This summer, Urban Land is profiling online and in print each finalist for 2020’s ULI Urban Open Space Award. The winner(s) will be announced in the fall. Learn more about award-winning and innovative open-space projects as part of the 2020 ULI Virtual Fall Meeting.
Owner: Transbay Joint Powers AuthorityDesigners: Pelli Clarke Pelli Architects, Adamson Associates International Inc., PWP Landscape Architecture, WSP, Thornton TomasettiSize: 5.4 acres (2.2 ha)Opened: August 2018Total cost: $32.3 million (excluding land acquisition)
Salesforce Park, which is elevated an average of 70 feet (21 m) above the city streets, is a public park lushly landscaped and programmed with attractions that include an 800-seat amphitheater, a children’s playground, a public plaza, a planned restaurant, and areas for quiet repose. The park sits atop the 1.5 million-square-foot (139,000 sq m) Salesforce Transit Center, which runs along four blocks of downtown San Francisco south of the Financial District.
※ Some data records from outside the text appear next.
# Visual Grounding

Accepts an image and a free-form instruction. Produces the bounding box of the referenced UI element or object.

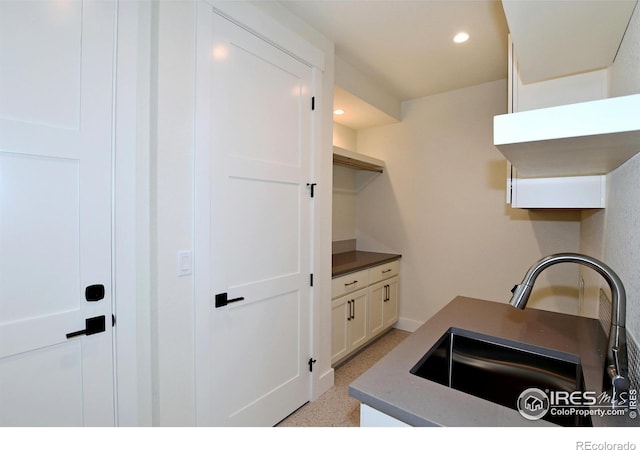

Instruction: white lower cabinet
[331,289,367,364]
[369,276,399,337]
[331,260,400,364]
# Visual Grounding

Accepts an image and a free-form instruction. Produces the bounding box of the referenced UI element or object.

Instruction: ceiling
[280,0,508,129]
The new transit center consolidated regional bus systems and will serve as the future rail terminus for the Caltrain commuter rail and California High-Speed Rail connecting San Francisco to Los Angeles.
Designed for beauty, mixed uses, and sustainability, Salesforce Park has become a hub of community activity. It has 15 entry points, including by a privately operated gondola and bridges from surrounding buildings such as Salesforce Tower and 181 Fremont—all fully accessible to the public. A rigorous ground-level and building signage program ensures that the public can easily and comfortably gain access to the park along the entire length of the transit center.
A half-mile (0.8 km) public walking path circles the park. The spaces between the path and the undulating perimeter of the building create 13 botanical gardens representing different Bay Area ecosystems, including redwood groves, a desert garden, a Mediterranean garden, a wetland marsh, and more. Along the north path of the park is Ned Khan’s interactive art installation Bus Fountain—a 1,000-foot-long (305 m) series of water jets that respond to sensors triggered by the movement of buses on the bus deck one level below.
Three large skylights integrated into the contours of the landscape allow an abundance of natural light to flow from the park down to the bus deck level and further to the Grand Hall level at grade and the future train levels below that. The main plaza floor is the largest exterior glass floor of its kind in the United States.